It’s about 15 years since a Scottish poet won an Eric Gregory Award (not including Frances Leviston who left Scotland at the age of 9) – awards made to poets under 30 who show particular promise. Before anyone assumes this is due to southern prejudice, Scottish poets won the award regularly in the years beforehand. The question of why so few young poets of talent have emerged in the past while shouldn’t be talked away. I’m told by one Scottish-based publisher that most of the strongest submissions are coming from outside Scotland. Major UK publishers seem to be queuing up to publish collection debuts by poets under 30 (some, I think, have rushed into it a few years too early, but that’s another matter), but none of the poets are Scottish. Major Scottish publisher, Polygon, has started to publish poetry again. Its first book was by Sam Meekings, a young English poet. Its second will be by an English woman, albeit one currently based in Scotland.

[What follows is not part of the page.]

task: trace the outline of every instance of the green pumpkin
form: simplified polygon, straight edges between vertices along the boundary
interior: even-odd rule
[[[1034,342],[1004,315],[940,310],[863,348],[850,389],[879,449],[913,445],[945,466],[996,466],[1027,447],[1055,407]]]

It could be that these things come in waves and that the Gregory Award recipients from the seventies, eighties and early nineties represented a peculiarly talented generation of Scottish poets who fed off one another. A few young women in their late teens and twenties are currently emerging who show promise and it’s vital that such promise is nurtured. Where the young Scottish male poets are is another matter! Perhaps it’s also worth asking where a new generation of poetry readers is likely to come from.
The emergence in Glasgow in the last couple of years of movements such as St Mungo’s Mirrorball and Vital Synz (their website seems to have disappeared), who offer mentorships and high-level workshops with skilled poets and editors, as well as programmes of live readings, might eventually lead to new, young poets breaking through. I don’t see anything on the same level happening in any other city or town. A few years ago, almost nothing was happening in Glasgow, but it’s now at the centre of things. Edinburgh’s complacency may well be its downfall.
This is the first post in an occasional series. I’ll take a look at
other aspects of the Scottish poetry scene every so often over the next few months.